My company had another one of those employee meetings today. I'm not at liberty to say what was said in the meeting, but let's just say it was another dose of bad news, the worst yet, but certainly not the last in a heavy regiment of bad news.
We were all herded into the press room, a cavernous cement warehouse that's always quiet in the afternoon. The first among us had to wait a while. The walls dripped with anxiety and a fierce silence. Small jokes crackled and dissipated. The air had a finality to it, cold and sterile, like a morgue.
I leaned against a post, unable to stand on both feet. I felt like the one trying not to burst out laughing at a funeral. The morbid urge almost seemed logical. It seems like we're just getting what we paid for in this crazy backward economy of ours, throwing around fake money and goals until neither have much meaning. Funnier yet to be a journalist, part of the very entity trying to carve out some sense in this cold war of financial panic, only to learn we're next in line in a toppling house of cards.

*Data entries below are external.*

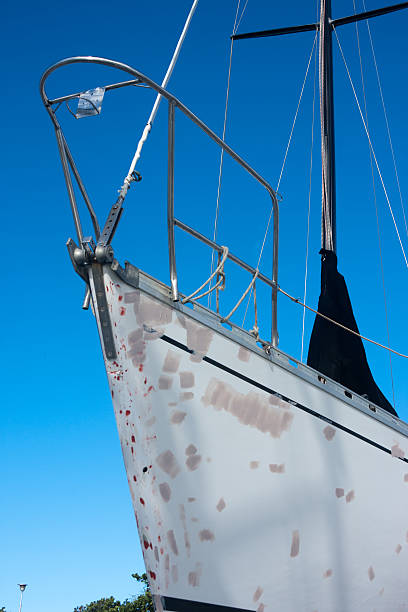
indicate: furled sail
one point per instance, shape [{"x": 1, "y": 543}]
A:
[{"x": 333, "y": 351}]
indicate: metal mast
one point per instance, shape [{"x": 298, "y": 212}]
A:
[{"x": 327, "y": 129}]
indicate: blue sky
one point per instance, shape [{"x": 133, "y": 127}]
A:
[{"x": 67, "y": 526}]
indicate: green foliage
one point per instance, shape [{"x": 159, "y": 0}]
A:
[{"x": 142, "y": 603}]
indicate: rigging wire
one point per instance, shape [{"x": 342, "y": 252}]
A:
[
  {"x": 372, "y": 148},
  {"x": 283, "y": 167},
  {"x": 309, "y": 205},
  {"x": 386, "y": 121},
  {"x": 297, "y": 301},
  {"x": 237, "y": 21},
  {"x": 375, "y": 204},
  {"x": 129, "y": 177}
]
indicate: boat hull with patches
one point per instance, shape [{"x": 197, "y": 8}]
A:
[{"x": 256, "y": 483}]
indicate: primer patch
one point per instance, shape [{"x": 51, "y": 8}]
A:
[
  {"x": 171, "y": 361},
  {"x": 136, "y": 347},
  {"x": 165, "y": 491},
  {"x": 165, "y": 382},
  {"x": 221, "y": 505},
  {"x": 191, "y": 450},
  {"x": 257, "y": 594},
  {"x": 206, "y": 535},
  {"x": 350, "y": 496},
  {"x": 150, "y": 312},
  {"x": 252, "y": 409},
  {"x": 194, "y": 577},
  {"x": 171, "y": 538},
  {"x": 168, "y": 463}
]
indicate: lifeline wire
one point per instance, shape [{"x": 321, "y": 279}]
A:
[
  {"x": 297, "y": 301},
  {"x": 372, "y": 149},
  {"x": 375, "y": 201},
  {"x": 234, "y": 31},
  {"x": 148, "y": 127}
]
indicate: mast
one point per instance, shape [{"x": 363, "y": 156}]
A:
[{"x": 327, "y": 129}]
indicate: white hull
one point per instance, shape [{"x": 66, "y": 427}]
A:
[{"x": 244, "y": 499}]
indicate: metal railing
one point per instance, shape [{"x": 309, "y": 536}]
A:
[{"x": 104, "y": 238}]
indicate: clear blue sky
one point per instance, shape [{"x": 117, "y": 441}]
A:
[{"x": 67, "y": 526}]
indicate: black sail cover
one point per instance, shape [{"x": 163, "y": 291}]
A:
[{"x": 333, "y": 351}]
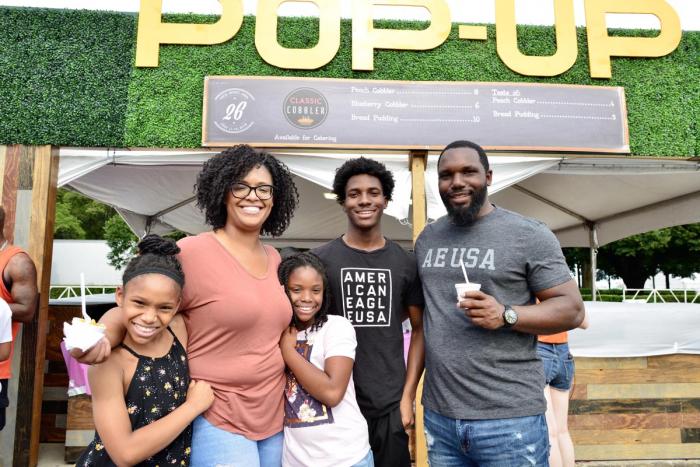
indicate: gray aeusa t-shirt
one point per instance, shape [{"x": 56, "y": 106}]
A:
[{"x": 470, "y": 372}]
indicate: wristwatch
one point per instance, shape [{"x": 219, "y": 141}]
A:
[{"x": 510, "y": 316}]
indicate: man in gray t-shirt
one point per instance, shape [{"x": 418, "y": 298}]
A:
[{"x": 482, "y": 374}]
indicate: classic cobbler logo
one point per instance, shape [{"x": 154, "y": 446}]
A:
[
  {"x": 232, "y": 110},
  {"x": 305, "y": 108}
]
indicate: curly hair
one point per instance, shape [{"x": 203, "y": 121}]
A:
[
  {"x": 230, "y": 166},
  {"x": 307, "y": 259},
  {"x": 156, "y": 255},
  {"x": 362, "y": 166}
]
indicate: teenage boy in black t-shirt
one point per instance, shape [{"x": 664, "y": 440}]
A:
[{"x": 374, "y": 284}]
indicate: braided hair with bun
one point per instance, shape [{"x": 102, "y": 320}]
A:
[{"x": 156, "y": 256}]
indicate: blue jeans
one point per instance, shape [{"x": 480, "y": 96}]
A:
[
  {"x": 503, "y": 442},
  {"x": 367, "y": 461},
  {"x": 558, "y": 365},
  {"x": 212, "y": 446}
]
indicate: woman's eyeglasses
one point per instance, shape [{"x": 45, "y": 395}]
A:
[{"x": 241, "y": 191}]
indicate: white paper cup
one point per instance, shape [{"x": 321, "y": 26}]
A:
[{"x": 466, "y": 287}]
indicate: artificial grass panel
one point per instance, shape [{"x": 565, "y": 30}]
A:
[
  {"x": 64, "y": 76},
  {"x": 165, "y": 103}
]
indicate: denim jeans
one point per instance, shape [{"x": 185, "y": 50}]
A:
[
  {"x": 558, "y": 365},
  {"x": 504, "y": 442},
  {"x": 214, "y": 447}
]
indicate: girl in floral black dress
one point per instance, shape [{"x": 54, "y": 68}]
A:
[{"x": 143, "y": 401}]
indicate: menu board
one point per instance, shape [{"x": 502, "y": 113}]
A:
[{"x": 404, "y": 115}]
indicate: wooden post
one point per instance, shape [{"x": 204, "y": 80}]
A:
[
  {"x": 34, "y": 197},
  {"x": 418, "y": 161}
]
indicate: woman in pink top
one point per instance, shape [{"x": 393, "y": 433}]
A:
[{"x": 234, "y": 308}]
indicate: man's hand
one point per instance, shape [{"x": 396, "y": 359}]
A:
[
  {"x": 406, "y": 409},
  {"x": 98, "y": 353},
  {"x": 482, "y": 309}
]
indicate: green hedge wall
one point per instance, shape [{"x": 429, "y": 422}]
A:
[
  {"x": 164, "y": 104},
  {"x": 64, "y": 76}
]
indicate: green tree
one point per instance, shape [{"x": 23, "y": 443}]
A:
[
  {"x": 635, "y": 258},
  {"x": 67, "y": 225},
  {"x": 682, "y": 255},
  {"x": 121, "y": 241}
]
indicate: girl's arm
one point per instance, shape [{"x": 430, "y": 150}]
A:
[
  {"x": 177, "y": 324},
  {"x": 328, "y": 385},
  {"x": 5, "y": 349},
  {"x": 127, "y": 447}
]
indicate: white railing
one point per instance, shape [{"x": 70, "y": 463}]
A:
[
  {"x": 654, "y": 295},
  {"x": 67, "y": 291}
]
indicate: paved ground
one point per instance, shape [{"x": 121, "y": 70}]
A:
[{"x": 674, "y": 463}]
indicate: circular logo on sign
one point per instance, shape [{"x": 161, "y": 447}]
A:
[
  {"x": 305, "y": 108},
  {"x": 231, "y": 110}
]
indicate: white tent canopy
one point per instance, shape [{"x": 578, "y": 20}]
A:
[{"x": 618, "y": 196}]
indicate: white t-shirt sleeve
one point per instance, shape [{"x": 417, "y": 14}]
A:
[
  {"x": 5, "y": 322},
  {"x": 340, "y": 340}
]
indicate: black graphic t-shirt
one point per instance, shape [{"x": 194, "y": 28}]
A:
[{"x": 372, "y": 290}]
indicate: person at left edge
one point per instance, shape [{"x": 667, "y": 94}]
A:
[{"x": 18, "y": 288}]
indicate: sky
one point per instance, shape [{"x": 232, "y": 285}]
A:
[{"x": 462, "y": 11}]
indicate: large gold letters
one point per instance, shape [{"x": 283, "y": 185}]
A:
[
  {"x": 365, "y": 38},
  {"x": 305, "y": 59},
  {"x": 152, "y": 32},
  {"x": 601, "y": 46},
  {"x": 507, "y": 41}
]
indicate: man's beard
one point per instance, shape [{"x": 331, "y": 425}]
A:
[{"x": 465, "y": 215}]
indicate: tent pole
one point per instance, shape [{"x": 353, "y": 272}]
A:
[
  {"x": 418, "y": 160},
  {"x": 593, "y": 242}
]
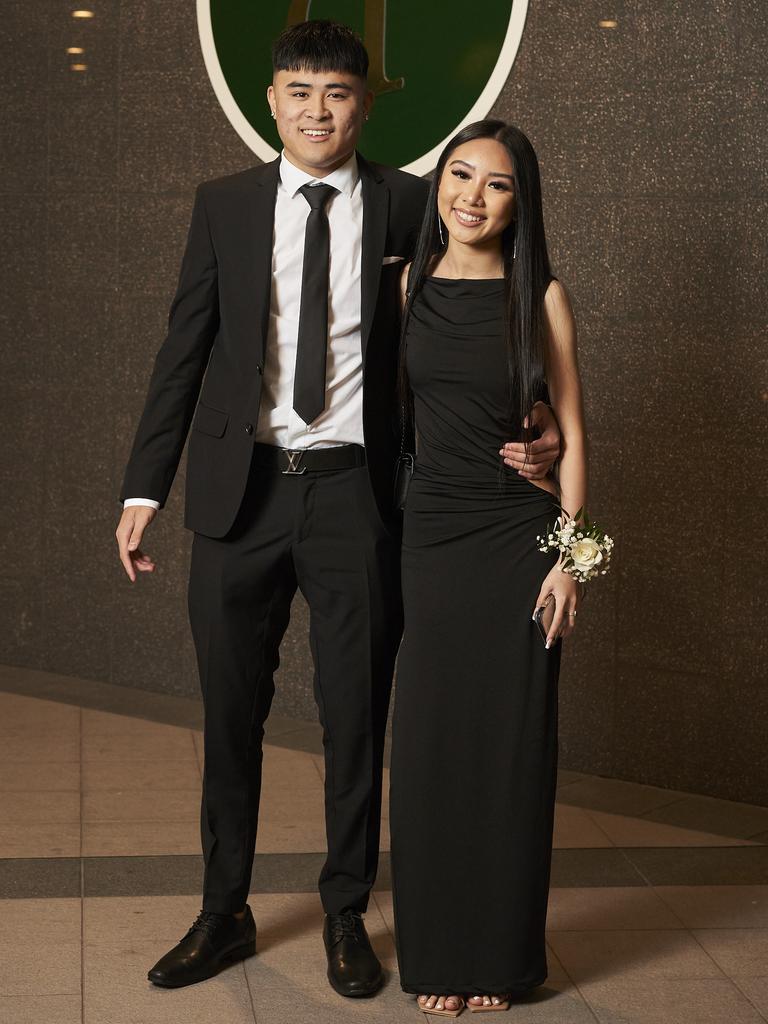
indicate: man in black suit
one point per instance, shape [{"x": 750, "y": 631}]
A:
[{"x": 282, "y": 354}]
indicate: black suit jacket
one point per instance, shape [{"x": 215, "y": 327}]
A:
[{"x": 209, "y": 369}]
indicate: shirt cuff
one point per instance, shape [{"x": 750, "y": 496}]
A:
[{"x": 146, "y": 502}]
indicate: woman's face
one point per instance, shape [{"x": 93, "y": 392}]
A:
[{"x": 475, "y": 197}]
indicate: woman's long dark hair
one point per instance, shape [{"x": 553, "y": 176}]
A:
[{"x": 526, "y": 268}]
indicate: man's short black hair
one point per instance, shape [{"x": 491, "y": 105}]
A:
[{"x": 320, "y": 46}]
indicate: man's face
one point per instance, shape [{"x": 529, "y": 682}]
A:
[{"x": 320, "y": 117}]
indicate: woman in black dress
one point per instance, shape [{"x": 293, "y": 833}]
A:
[{"x": 487, "y": 331}]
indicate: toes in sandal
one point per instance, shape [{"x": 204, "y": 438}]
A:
[
  {"x": 504, "y": 1005},
  {"x": 443, "y": 1013}
]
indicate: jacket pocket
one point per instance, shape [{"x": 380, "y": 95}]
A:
[{"x": 210, "y": 421}]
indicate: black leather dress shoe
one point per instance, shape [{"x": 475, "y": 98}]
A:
[
  {"x": 214, "y": 941},
  {"x": 352, "y": 967}
]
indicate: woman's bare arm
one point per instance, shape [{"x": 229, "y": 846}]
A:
[{"x": 561, "y": 369}]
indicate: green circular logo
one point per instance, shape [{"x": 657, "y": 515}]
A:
[{"x": 434, "y": 67}]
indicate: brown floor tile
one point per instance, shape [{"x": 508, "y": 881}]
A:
[
  {"x": 40, "y": 840},
  {"x": 722, "y": 817},
  {"x": 39, "y": 808},
  {"x": 665, "y": 1000},
  {"x": 120, "y": 839},
  {"x": 41, "y": 1010},
  {"x": 609, "y": 907},
  {"x": 135, "y": 775},
  {"x": 574, "y": 828},
  {"x": 756, "y": 990},
  {"x": 142, "y": 805},
  {"x": 607, "y": 955},
  {"x": 146, "y": 920},
  {"x": 718, "y": 906},
  {"x": 117, "y": 990},
  {"x": 58, "y": 776},
  {"x": 117, "y": 737},
  {"x": 641, "y": 832},
  {"x": 739, "y": 951},
  {"x": 41, "y": 969},
  {"x": 38, "y": 748},
  {"x": 20, "y": 713},
  {"x": 26, "y": 922},
  {"x": 288, "y": 976},
  {"x": 615, "y": 796},
  {"x": 287, "y": 838}
]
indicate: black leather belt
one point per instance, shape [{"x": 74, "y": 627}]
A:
[{"x": 294, "y": 462}]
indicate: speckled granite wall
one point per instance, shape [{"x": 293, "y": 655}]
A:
[{"x": 652, "y": 143}]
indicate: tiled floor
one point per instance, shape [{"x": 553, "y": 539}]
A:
[{"x": 98, "y": 812}]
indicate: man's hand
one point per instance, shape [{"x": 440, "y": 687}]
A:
[
  {"x": 133, "y": 522},
  {"x": 543, "y": 453}
]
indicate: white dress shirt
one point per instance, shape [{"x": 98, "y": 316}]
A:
[{"x": 341, "y": 421}]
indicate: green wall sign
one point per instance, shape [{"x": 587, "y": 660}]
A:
[{"x": 435, "y": 66}]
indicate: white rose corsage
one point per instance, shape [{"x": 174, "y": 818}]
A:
[{"x": 585, "y": 546}]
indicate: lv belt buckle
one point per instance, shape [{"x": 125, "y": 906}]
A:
[{"x": 294, "y": 461}]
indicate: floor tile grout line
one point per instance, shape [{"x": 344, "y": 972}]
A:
[
  {"x": 573, "y": 982},
  {"x": 749, "y": 998},
  {"x": 82, "y": 880},
  {"x": 708, "y": 953},
  {"x": 250, "y": 992},
  {"x": 599, "y": 827}
]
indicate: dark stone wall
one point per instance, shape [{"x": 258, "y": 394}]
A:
[{"x": 652, "y": 140}]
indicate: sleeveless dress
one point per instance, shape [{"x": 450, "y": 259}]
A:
[{"x": 474, "y": 741}]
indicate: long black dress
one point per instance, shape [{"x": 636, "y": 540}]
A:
[{"x": 474, "y": 748}]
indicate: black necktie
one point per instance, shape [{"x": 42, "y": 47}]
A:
[{"x": 309, "y": 379}]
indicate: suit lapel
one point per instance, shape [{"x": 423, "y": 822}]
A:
[{"x": 375, "y": 220}]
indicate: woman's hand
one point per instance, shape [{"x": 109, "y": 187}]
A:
[{"x": 567, "y": 597}]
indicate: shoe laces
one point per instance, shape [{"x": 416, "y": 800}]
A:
[
  {"x": 207, "y": 923},
  {"x": 344, "y": 926}
]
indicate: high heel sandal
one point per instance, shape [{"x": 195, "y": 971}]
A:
[
  {"x": 504, "y": 1005},
  {"x": 443, "y": 1013}
]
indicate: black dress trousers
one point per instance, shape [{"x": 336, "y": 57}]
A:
[{"x": 318, "y": 531}]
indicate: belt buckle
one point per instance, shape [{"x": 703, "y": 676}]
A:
[{"x": 294, "y": 461}]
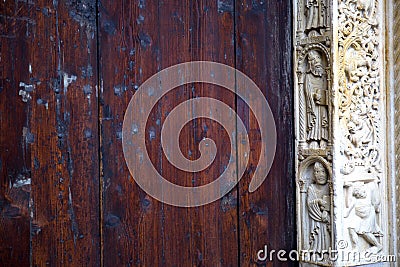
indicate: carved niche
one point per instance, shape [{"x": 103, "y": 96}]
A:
[
  {"x": 316, "y": 208},
  {"x": 340, "y": 128},
  {"x": 313, "y": 99}
]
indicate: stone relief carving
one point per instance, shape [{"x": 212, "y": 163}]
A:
[
  {"x": 316, "y": 97},
  {"x": 361, "y": 130},
  {"x": 357, "y": 107},
  {"x": 316, "y": 13},
  {"x": 363, "y": 202},
  {"x": 319, "y": 208},
  {"x": 316, "y": 207},
  {"x": 359, "y": 86},
  {"x": 314, "y": 138}
]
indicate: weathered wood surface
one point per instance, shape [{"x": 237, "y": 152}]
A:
[
  {"x": 80, "y": 206},
  {"x": 267, "y": 216},
  {"x": 52, "y": 138}
]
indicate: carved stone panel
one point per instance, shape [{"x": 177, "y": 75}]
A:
[{"x": 340, "y": 129}]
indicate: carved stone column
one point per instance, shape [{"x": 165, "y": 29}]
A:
[{"x": 340, "y": 98}]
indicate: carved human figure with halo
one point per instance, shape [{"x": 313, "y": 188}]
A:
[
  {"x": 318, "y": 204},
  {"x": 316, "y": 99}
]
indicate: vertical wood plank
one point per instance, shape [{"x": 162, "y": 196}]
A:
[
  {"x": 64, "y": 127},
  {"x": 15, "y": 171},
  {"x": 139, "y": 38},
  {"x": 267, "y": 216}
]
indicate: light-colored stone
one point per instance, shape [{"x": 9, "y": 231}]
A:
[{"x": 341, "y": 128}]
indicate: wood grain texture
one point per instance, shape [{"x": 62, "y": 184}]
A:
[
  {"x": 65, "y": 163},
  {"x": 267, "y": 216},
  {"x": 148, "y": 37},
  {"x": 396, "y": 71},
  {"x": 51, "y": 139},
  {"x": 15, "y": 149}
]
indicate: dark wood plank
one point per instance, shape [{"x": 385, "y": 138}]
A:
[
  {"x": 139, "y": 38},
  {"x": 267, "y": 216},
  {"x": 64, "y": 126},
  {"x": 15, "y": 157}
]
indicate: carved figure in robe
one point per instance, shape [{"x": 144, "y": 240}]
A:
[
  {"x": 318, "y": 204},
  {"x": 316, "y": 97}
]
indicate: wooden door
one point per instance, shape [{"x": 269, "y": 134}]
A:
[{"x": 68, "y": 72}]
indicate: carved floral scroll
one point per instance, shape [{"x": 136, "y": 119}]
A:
[{"x": 340, "y": 130}]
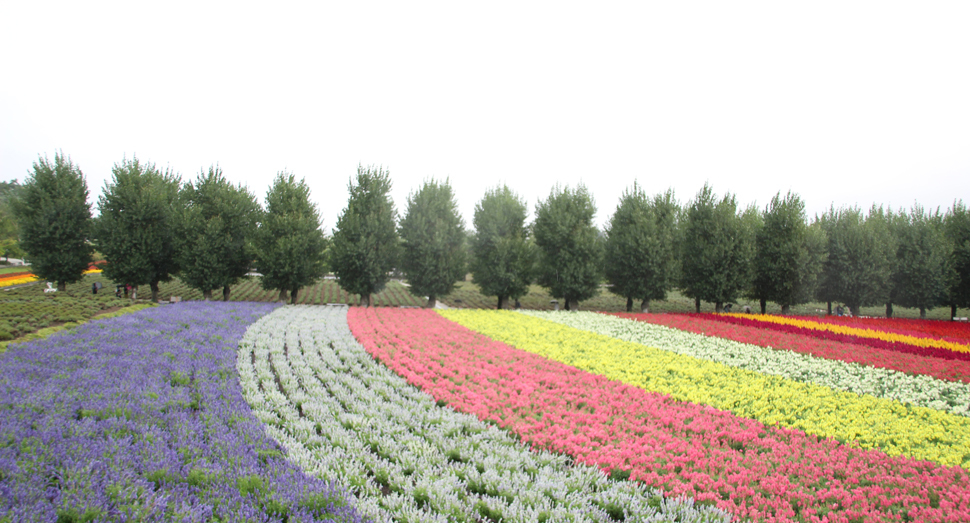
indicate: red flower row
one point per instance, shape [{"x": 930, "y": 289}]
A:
[
  {"x": 950, "y": 330},
  {"x": 752, "y": 470},
  {"x": 953, "y": 370},
  {"x": 933, "y": 352}
]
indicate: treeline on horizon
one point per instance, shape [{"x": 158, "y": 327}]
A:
[{"x": 153, "y": 226}]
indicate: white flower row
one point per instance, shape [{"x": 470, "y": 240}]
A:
[
  {"x": 918, "y": 390},
  {"x": 340, "y": 415}
]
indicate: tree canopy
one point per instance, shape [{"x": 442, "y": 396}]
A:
[
  {"x": 136, "y": 228},
  {"x": 9, "y": 245},
  {"x": 216, "y": 230},
  {"x": 570, "y": 251},
  {"x": 433, "y": 239},
  {"x": 957, "y": 232},
  {"x": 716, "y": 250},
  {"x": 366, "y": 246},
  {"x": 921, "y": 260},
  {"x": 639, "y": 249},
  {"x": 54, "y": 220},
  {"x": 788, "y": 254},
  {"x": 857, "y": 271},
  {"x": 503, "y": 257},
  {"x": 290, "y": 245}
]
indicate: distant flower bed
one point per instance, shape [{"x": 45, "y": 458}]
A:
[{"x": 751, "y": 469}]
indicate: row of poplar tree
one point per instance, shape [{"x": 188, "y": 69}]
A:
[{"x": 211, "y": 233}]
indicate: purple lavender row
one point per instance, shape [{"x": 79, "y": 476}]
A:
[{"x": 142, "y": 418}]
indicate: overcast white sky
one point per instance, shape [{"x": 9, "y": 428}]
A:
[{"x": 842, "y": 102}]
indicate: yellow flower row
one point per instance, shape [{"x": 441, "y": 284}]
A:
[
  {"x": 855, "y": 331},
  {"x": 864, "y": 421}
]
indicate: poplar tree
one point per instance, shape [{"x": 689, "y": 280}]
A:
[
  {"x": 290, "y": 245},
  {"x": 433, "y": 241},
  {"x": 922, "y": 260},
  {"x": 136, "y": 228},
  {"x": 503, "y": 257},
  {"x": 716, "y": 250},
  {"x": 788, "y": 254},
  {"x": 639, "y": 247},
  {"x": 54, "y": 220},
  {"x": 570, "y": 252},
  {"x": 366, "y": 246},
  {"x": 216, "y": 229},
  {"x": 957, "y": 232}
]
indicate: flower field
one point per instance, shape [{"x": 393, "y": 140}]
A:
[
  {"x": 884, "y": 338},
  {"x": 141, "y": 418},
  {"x": 16, "y": 278},
  {"x": 710, "y": 325},
  {"x": 340, "y": 414},
  {"x": 549, "y": 383},
  {"x": 212, "y": 411}
]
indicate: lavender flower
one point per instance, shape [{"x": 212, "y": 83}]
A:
[{"x": 141, "y": 418}]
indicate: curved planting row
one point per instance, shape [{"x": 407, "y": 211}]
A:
[
  {"x": 914, "y": 344},
  {"x": 865, "y": 420},
  {"x": 942, "y": 329},
  {"x": 747, "y": 468},
  {"x": 341, "y": 414},
  {"x": 141, "y": 418},
  {"x": 916, "y": 390},
  {"x": 952, "y": 370}
]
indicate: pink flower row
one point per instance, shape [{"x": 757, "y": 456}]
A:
[
  {"x": 953, "y": 370},
  {"x": 752, "y": 470}
]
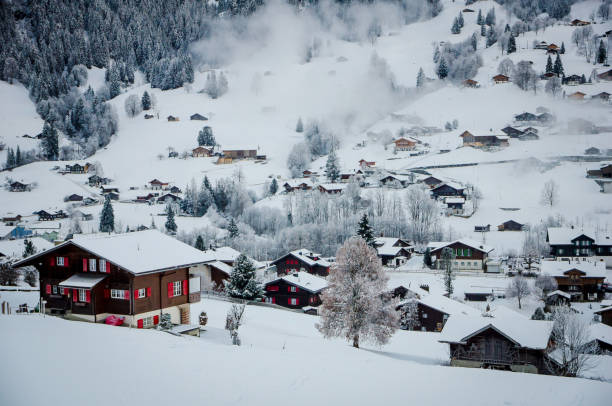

So do you fall down or brace yourself to prop up what is certain to become an unbearable load? Neither option really ends well. Thus, the silence.
After most everyone had filed out of the room, my boss approached me. "Is this the part where you bolt out of the building screaming and I never see you again?" he asked.
"No," I said. "I'm not going to do that. Yet."
He looked up, toward the door. "Why?"
I smiled. "I think you know me well enough by now to know I'm not one of those people motivated by money. Good or bad."
"That's good," he said.
I shrugged. "Or bad."
"And next month?"
"I'm still going," I said. "Either way."
"But you're coming back?"
I smiled. "That seems hugely optimistic at this point, doesn't it? But, yeah, I want to be optimistic."
He shook his head. I didn't envy his expression. It's tough to be a manager in tough times. Better, I think, to be one of the tucked away rank-and-file. "You seem to have a good outlook," he said.
I laughed and held up my right foot, with its thick wool sock hanging out of an ugly medical sandal. "You know, when you have hobbies like mine, regular life never seems that bad."
We returned to our desks, grateful, as they say, to be living and breathing.
The rest will be OK. One frozen-toe step at a time.